Austria's Location Contributed to Recent Cigarette Export Boom:
Austria's cigarette exports showed a dramatic rise of 64 % to $435.8 mn in value during 2005. Exports to the newer 12 EU members had sensational gains in the last two years, especially to Hungary and Slovakia. If growth in Austria's cigarette exports maintains the dizzying pace recently recorded, the value for its shipments to foreign markets may climb to a range of $1 bn annually, and rival those of the US.
Austria Tobacco Monopoly has a special arrangement to distribute cigarettes in Germany, although only about 23 people are employed to arrange the wholesale marketing of Austrian cigarettes to German business firms. About a fifth of the 47 bn cigarettes exported from Austria in 2005 went to Germany. Most of the cigarettes imported into Austria come from Germany and Czech Republic.
UK Cigarette Business Suffers From High Retail Prices:
Exports of cigarettes from the UK to Far East markets declined sharply in the recent decade, especially to Singapore and Hong Kong. Those losses were not made up with gains in other markets, although efforts to expand sales to new customers did result in increased shipments at times to some markets in the Middle East and Africa. Total UK cigarette exports during 2004-06 were only about half the 2001-03 average of approximately 100 bn annually. Finding new export markets for UK cigarette manufacturers in the EU has been hampered by strong competition from Germany, The Netherlands, and recently from Austria. The UK has found some new markets at various times. UK cigarette exports to Iraq rose to 1.5 bn pieces in 2004 and remained strong in the two following years.
It has been difficult for the UK to have very high retail prices for cigarettes in the range of $7 per pack of 20 and be part of the EU with free trade flourishing at the same time. The high prices tend to contribute to efforts by smokers to find cigarettes where the high taxes have been eluded. An estimated 20 bn cigarettes smoked in the UK annually somehow eluded the expected taxes. This includes trips by smokers to nearby countries and smuggling.
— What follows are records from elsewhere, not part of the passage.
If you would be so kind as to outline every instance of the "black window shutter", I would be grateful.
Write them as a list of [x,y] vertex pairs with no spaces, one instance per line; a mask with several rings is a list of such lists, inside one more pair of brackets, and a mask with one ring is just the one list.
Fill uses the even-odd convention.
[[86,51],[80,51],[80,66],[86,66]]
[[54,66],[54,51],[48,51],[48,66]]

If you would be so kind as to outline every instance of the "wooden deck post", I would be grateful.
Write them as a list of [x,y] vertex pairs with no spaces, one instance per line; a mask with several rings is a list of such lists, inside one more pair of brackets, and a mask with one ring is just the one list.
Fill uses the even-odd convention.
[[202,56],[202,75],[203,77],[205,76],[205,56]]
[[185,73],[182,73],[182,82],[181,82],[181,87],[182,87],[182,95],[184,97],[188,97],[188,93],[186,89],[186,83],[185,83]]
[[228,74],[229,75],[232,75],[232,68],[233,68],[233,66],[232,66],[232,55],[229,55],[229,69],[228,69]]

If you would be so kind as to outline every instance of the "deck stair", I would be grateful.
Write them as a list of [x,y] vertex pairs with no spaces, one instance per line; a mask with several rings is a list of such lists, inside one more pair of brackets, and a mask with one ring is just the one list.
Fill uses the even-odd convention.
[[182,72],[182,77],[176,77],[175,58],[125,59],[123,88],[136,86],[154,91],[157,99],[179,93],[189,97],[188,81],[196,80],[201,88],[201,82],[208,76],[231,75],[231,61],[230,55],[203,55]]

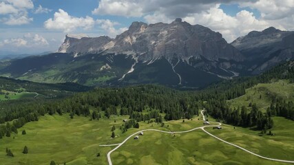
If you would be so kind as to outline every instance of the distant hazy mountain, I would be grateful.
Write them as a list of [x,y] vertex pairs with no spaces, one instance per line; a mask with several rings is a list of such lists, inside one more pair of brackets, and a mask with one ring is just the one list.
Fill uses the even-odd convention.
[[294,32],[273,27],[251,32],[231,45],[244,56],[244,65],[250,74],[260,74],[282,61],[294,59]]
[[46,82],[200,87],[292,58],[293,36],[270,28],[228,44],[221,34],[180,19],[134,22],[115,38],[68,34],[59,52],[12,60],[0,65],[0,74]]
[[0,60],[7,60],[7,59],[13,59],[13,58],[21,58],[30,56],[36,55],[45,55],[52,53],[51,52],[44,52],[43,53],[38,54],[10,54],[9,52],[3,52],[0,54]]

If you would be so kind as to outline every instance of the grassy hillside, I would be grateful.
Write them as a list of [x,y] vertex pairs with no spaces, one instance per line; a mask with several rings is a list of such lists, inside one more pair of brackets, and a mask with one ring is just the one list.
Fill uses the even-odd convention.
[[[26,124],[26,135],[12,134],[14,138],[0,140],[1,164],[49,164],[51,160],[66,164],[107,164],[107,153],[114,146],[99,144],[116,144],[140,129],[158,129],[183,131],[202,126],[201,119],[169,121],[163,128],[156,123],[140,122],[140,129],[130,129],[122,133],[119,126],[128,116],[90,121],[85,117],[70,119],[68,114],[41,117],[39,122]],[[116,122],[114,122],[116,120]],[[207,130],[218,137],[264,156],[293,160],[294,122],[275,118],[276,135],[259,136],[258,131],[231,126],[222,130]],[[110,138],[111,128],[116,126],[116,137]],[[169,126],[167,127],[167,125]],[[290,132],[289,133],[288,133]],[[246,137],[244,138],[242,137]],[[253,141],[252,140],[254,140]],[[24,146],[28,154],[21,152]],[[8,147],[14,157],[6,156]],[[270,149],[269,149],[270,148]],[[100,157],[96,157],[98,153]],[[114,164],[284,164],[251,155],[209,136],[200,130],[184,134],[165,134],[148,131],[138,140],[130,139],[112,155]]]
[[249,103],[256,103],[258,107],[265,111],[271,105],[272,97],[277,96],[284,100],[294,100],[294,83],[288,80],[273,80],[270,83],[260,83],[246,89],[246,94],[239,98],[229,100],[233,109],[242,106],[248,107]]
[[10,91],[2,90],[1,94],[0,94],[0,100],[17,100],[17,99],[25,99],[25,98],[36,98],[37,97],[42,97],[42,95],[39,95],[35,92],[13,92]]

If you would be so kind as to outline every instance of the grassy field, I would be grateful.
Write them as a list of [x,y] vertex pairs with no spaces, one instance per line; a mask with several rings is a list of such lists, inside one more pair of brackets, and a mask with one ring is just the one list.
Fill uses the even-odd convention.
[[238,109],[238,107],[241,108],[242,106],[248,107],[250,102],[256,103],[262,111],[265,111],[271,104],[273,95],[277,95],[286,100],[294,100],[294,84],[284,80],[271,83],[260,83],[246,89],[245,95],[228,102],[233,109]]
[[0,100],[15,100],[15,99],[23,99],[23,98],[34,98],[37,94],[35,92],[28,92],[23,91],[21,93],[8,91],[2,90],[4,93],[8,93],[8,98],[6,98],[6,94],[0,94]]
[[[26,124],[18,135],[12,133],[12,137],[0,140],[1,164],[49,164],[51,160],[59,164],[107,164],[107,153],[114,146],[101,147],[99,144],[119,143],[140,129],[184,131],[202,126],[201,118],[198,120],[196,117],[185,122],[182,120],[167,122],[163,128],[154,122],[140,122],[140,129],[130,129],[121,133],[119,126],[127,118],[90,121],[77,116],[72,120],[67,114],[46,115],[39,122]],[[262,155],[294,160],[294,122],[282,118],[274,120],[274,136],[259,136],[258,131],[240,127],[233,129],[230,126],[224,126],[222,130],[207,129]],[[110,138],[113,125],[116,128],[114,139]],[[26,135],[21,135],[22,129],[25,129]],[[29,148],[27,155],[21,153],[25,145]],[[14,157],[6,156],[6,147],[12,150]],[[101,157],[96,157],[98,153]],[[284,164],[251,155],[215,140],[201,130],[175,136],[147,131],[138,140],[127,141],[112,153],[112,159],[114,164]]]

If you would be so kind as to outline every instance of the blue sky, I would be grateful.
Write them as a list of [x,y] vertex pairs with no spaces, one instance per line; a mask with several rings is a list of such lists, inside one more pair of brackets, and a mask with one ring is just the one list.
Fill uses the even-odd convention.
[[230,43],[269,26],[293,30],[294,0],[0,0],[0,55],[54,52],[66,34],[115,37],[133,21],[177,17]]

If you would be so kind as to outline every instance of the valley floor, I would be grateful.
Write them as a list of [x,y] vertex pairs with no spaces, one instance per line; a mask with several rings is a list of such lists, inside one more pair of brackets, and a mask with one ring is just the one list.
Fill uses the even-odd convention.
[[[140,129],[130,129],[121,133],[120,126],[128,116],[112,117],[90,121],[85,117],[70,119],[68,114],[41,117],[39,122],[26,124],[18,135],[0,140],[1,164],[107,164],[106,155],[115,146],[100,144],[117,144],[129,135],[145,129],[186,131],[203,126],[201,116],[193,120],[169,121],[161,127],[155,122],[140,122]],[[199,120],[198,120],[199,118]],[[255,153],[276,159],[293,160],[294,122],[275,117],[274,136],[260,136],[259,131],[222,125],[222,130],[206,130],[229,142]],[[114,120],[116,122],[114,122]],[[210,120],[213,119],[209,118]],[[116,126],[116,137],[112,139],[111,129]],[[21,129],[27,134],[21,135]],[[14,137],[14,138],[13,138]],[[24,146],[28,154],[21,152]],[[14,157],[6,156],[8,147]],[[96,157],[98,153],[100,157]],[[146,132],[138,140],[129,140],[112,154],[114,164],[286,164],[265,160],[224,144],[201,130],[175,135]]]

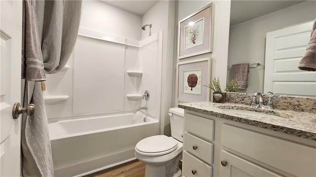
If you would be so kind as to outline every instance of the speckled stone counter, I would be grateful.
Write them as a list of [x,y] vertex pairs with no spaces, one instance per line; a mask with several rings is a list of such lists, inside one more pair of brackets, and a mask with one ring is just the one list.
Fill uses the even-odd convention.
[[265,113],[283,117],[276,118],[233,113],[225,110],[226,108],[251,110],[258,112],[263,110],[249,106],[232,103],[189,103],[179,104],[178,106],[193,111],[316,141],[316,114],[314,113],[277,109],[263,110]]
[[[226,92],[226,102],[239,103],[249,106],[251,102],[252,94]],[[265,103],[268,100],[268,94],[262,94]],[[293,110],[296,111],[309,112],[316,114],[316,98],[282,95],[280,98],[272,98],[276,109]]]

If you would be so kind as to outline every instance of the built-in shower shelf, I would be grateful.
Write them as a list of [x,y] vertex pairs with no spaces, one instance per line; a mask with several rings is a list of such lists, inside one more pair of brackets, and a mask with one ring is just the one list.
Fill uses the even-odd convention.
[[52,104],[58,102],[64,101],[68,100],[69,96],[68,95],[54,95],[54,96],[44,96],[44,100],[45,103]]
[[69,66],[69,65],[65,65],[64,68],[63,68],[63,69],[61,69],[61,71],[66,71],[69,70],[70,68],[70,66]]
[[143,71],[127,71],[128,75],[133,77],[140,77],[143,75]]
[[142,94],[127,94],[126,95],[126,97],[128,100],[134,100],[134,101],[138,101],[140,100],[143,97],[143,95]]

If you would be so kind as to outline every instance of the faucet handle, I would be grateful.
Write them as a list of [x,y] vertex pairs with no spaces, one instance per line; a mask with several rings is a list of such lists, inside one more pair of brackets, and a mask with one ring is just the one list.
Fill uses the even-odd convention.
[[256,97],[257,96],[259,95],[261,95],[261,92],[259,92],[259,91],[256,91],[253,92],[253,96],[255,97]]
[[268,109],[274,109],[275,106],[273,105],[273,102],[272,102],[272,99],[271,99],[272,97],[271,95],[269,95],[268,97],[268,101],[267,101],[267,108]]

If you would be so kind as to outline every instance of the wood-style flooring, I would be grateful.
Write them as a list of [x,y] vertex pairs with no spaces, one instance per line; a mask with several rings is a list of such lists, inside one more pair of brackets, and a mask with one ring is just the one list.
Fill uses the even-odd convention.
[[84,177],[143,177],[145,167],[144,163],[135,160]]

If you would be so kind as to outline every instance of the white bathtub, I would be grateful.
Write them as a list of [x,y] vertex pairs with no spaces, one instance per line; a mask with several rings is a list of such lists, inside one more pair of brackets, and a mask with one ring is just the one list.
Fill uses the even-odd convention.
[[158,135],[158,119],[126,113],[48,124],[55,176],[82,176],[136,159],[141,140]]

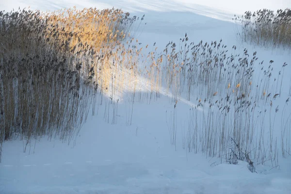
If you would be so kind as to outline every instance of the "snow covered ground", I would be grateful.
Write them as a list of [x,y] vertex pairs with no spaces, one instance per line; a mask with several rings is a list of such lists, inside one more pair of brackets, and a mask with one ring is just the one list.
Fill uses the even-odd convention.
[[[236,26],[229,22],[233,14],[249,10],[290,8],[291,1],[288,0],[0,2],[1,9],[6,11],[29,5],[33,9],[51,11],[75,5],[100,9],[114,6],[133,15],[145,14],[146,24],[141,25],[137,38],[143,45],[156,42],[158,50],[169,41],[178,42],[187,32],[191,41],[222,39],[228,48],[236,45],[241,50],[247,48],[250,53],[257,51],[260,61],[272,60],[278,64],[278,70],[283,63],[291,62],[288,51],[242,44],[237,41]],[[285,72],[290,72],[290,66]],[[75,146],[44,138],[36,142],[35,146],[32,142],[23,153],[22,141],[5,142],[0,163],[0,194],[289,194],[291,191],[291,157],[280,157],[279,167],[258,165],[258,173],[252,173],[245,162],[221,163],[220,159],[183,149],[181,131],[195,100],[182,98],[178,102],[175,149],[170,144],[166,114],[166,111],[173,110],[174,104],[165,90],[162,94],[165,95],[150,104],[146,100],[135,103],[130,126],[126,123],[131,104],[126,99],[118,104],[117,125],[105,122],[105,106],[99,106],[98,113],[88,117]]]

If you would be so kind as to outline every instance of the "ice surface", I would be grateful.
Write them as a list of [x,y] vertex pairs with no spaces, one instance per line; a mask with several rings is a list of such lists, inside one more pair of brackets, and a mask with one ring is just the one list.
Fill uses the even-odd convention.
[[[222,38],[228,47],[235,45],[239,49],[248,48],[251,53],[257,51],[260,60],[273,60],[280,67],[284,62],[291,62],[290,53],[242,45],[237,40],[233,23],[227,21],[233,14],[242,14],[250,9],[290,7],[291,2],[13,0],[1,1],[0,7],[6,11],[28,5],[43,11],[75,5],[79,8],[122,8],[136,15],[146,14],[147,24],[138,30],[139,41],[143,45],[156,42],[158,50],[169,41],[178,41],[187,32],[191,41]],[[289,72],[290,66],[287,67]],[[178,140],[175,151],[170,144],[165,116],[165,111],[172,110],[173,105],[170,94],[165,90],[162,94],[150,104],[135,103],[131,126],[126,125],[130,106],[126,100],[118,105],[117,125],[104,121],[104,107],[100,106],[101,113],[89,116],[74,146],[44,138],[36,143],[35,149],[32,143],[34,153],[31,151],[30,154],[23,152],[22,141],[5,142],[0,163],[0,194],[290,193],[290,158],[280,159],[279,169],[259,165],[256,174],[249,171],[246,162],[221,164],[218,158],[182,149],[180,129],[189,109],[195,104],[194,100],[182,98],[178,102]]]

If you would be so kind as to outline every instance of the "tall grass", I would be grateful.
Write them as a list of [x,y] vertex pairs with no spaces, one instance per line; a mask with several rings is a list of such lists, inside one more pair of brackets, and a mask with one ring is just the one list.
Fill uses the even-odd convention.
[[237,34],[245,42],[264,48],[291,48],[291,10],[279,9],[276,13],[264,9],[254,13],[245,12],[240,17]]
[[119,87],[117,53],[129,58],[121,42],[137,20],[129,15],[76,8],[0,12],[1,145],[20,138],[25,151],[32,138],[74,139],[96,94]]

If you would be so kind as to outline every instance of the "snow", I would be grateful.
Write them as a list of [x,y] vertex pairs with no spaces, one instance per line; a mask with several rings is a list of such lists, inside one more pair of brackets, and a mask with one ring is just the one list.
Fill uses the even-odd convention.
[[[291,7],[291,1],[288,0],[12,0],[0,2],[0,7],[6,11],[29,5],[32,9],[43,11],[75,5],[80,8],[114,6],[133,15],[146,14],[146,25],[141,25],[137,38],[144,45],[156,42],[160,51],[169,41],[178,42],[187,32],[191,41],[222,39],[228,48],[236,45],[241,50],[247,48],[250,53],[257,51],[260,61],[263,60],[268,64],[273,60],[278,64],[278,67],[275,68],[276,72],[283,63],[291,62],[288,51],[242,44],[237,40],[235,26],[229,22],[233,14],[242,14],[249,10]],[[290,72],[291,66],[286,67],[285,72]],[[146,81],[141,78],[139,81],[143,84],[143,94],[146,94]],[[130,96],[131,91],[127,92]],[[178,102],[175,149],[170,144],[166,116],[166,111],[168,115],[173,111],[174,104],[165,89],[161,94],[161,98],[149,104],[146,99],[134,103],[130,126],[126,123],[131,103],[127,100],[126,95],[118,104],[117,125],[105,122],[105,106],[99,106],[98,114],[88,117],[75,145],[43,138],[36,142],[35,147],[32,141],[23,153],[22,141],[5,142],[0,163],[0,194],[287,194],[291,191],[290,158],[280,158],[279,168],[258,165],[258,173],[252,173],[245,162],[240,162],[238,165],[221,163],[219,158],[183,149],[182,130],[187,125],[189,109],[196,105],[195,99],[188,101],[182,98]],[[286,99],[282,99],[280,104],[284,106]]]

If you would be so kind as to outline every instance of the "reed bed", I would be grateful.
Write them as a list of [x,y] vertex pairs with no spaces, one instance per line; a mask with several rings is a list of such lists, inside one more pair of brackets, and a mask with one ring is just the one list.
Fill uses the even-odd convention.
[[244,42],[266,48],[291,48],[291,10],[264,9],[245,12],[233,20],[239,24],[237,35]]
[[74,140],[96,94],[122,89],[117,53],[130,58],[122,42],[137,20],[114,9],[0,12],[1,146],[19,138],[26,151],[32,139]]

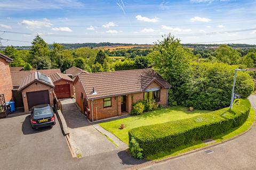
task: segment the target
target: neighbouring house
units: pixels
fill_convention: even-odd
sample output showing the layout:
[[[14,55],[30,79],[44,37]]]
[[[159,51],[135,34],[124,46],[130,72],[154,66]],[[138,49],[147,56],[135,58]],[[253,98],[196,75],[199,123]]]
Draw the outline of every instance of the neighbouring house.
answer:
[[[50,77],[55,86],[54,91],[58,99],[70,98],[74,95],[74,81],[67,74],[57,72]]]
[[[140,100],[166,106],[171,87],[151,69],[83,73],[74,84],[76,103],[91,121],[130,113]]]
[[[12,79],[9,63],[12,59],[0,53],[0,94],[4,95],[6,102],[12,100]]]
[[[33,74],[35,72],[39,72],[47,76],[50,76],[51,74],[55,73],[61,73],[60,69],[59,69],[11,72],[11,80],[13,89],[12,90],[12,96],[13,97],[13,101],[15,102],[15,108],[24,107],[23,102],[23,98],[22,94],[20,91],[18,91],[18,89],[19,88],[22,81],[26,79],[26,78]]]
[[[11,70],[11,72],[20,71],[23,71],[24,67],[10,67],[10,70]]]
[[[49,104],[53,106],[54,88],[51,79],[39,72],[27,76],[17,90],[21,93],[25,112],[29,112],[36,105]]]
[[[79,74],[82,73],[88,73],[87,72],[86,72],[85,71],[79,69],[77,68],[77,67],[75,66],[73,66],[71,67],[70,67],[69,69],[66,70],[65,71],[66,74],[68,74],[69,75],[70,77],[73,79],[73,80],[75,80]]]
Taxes account for over 80 % of the retail price for cigarettes distributed through appropriate channels.
The difficult setting in the UK has caused Imperial and Gallaher to focus on investments in other countries to offset sagging sales at home. Imperial had about 45.5 % of the UK market for cigarettes in 2006, about 2 % greater than its 2005 share. Lambert & Butler manufactured by Imperial accounted for 15.5 % of UK cigarette sales during both 2005 and 2006, and Richmond was the second leading brand with 14.9 % of sales in 2006. Imperial's profit rose to about $1 bn in 2006.
Gallaher had about 38.6 % of the market where taxes were paid in 2006. Gallaher was able to bolster sales of Mayfair to 13.6 % of the market in 2006, and Benson and Hedges rose about 5 % to account for about 9.5 % of the market.
Ireland's Cigarette Imports Rise as Exports Decline:
Cigarette exports from Ireland declined by more than half in value to $1 mn in 2005. Imports of cigarettes into Ireland increased 237 % in 2005 to two bn pieces as the value increased 161 % to $45 mn. The UK is a leading supplier of Irish cigarette imports. About 3 % of Ireland's cigarettes in 2005 came from Germany. Ireland's cigarette manufacturers face strong competition from deliveries from other EU countries while their economy of scale in operations is at a disadvantage in comparison with output in the UK, The Netherlands, and Germany.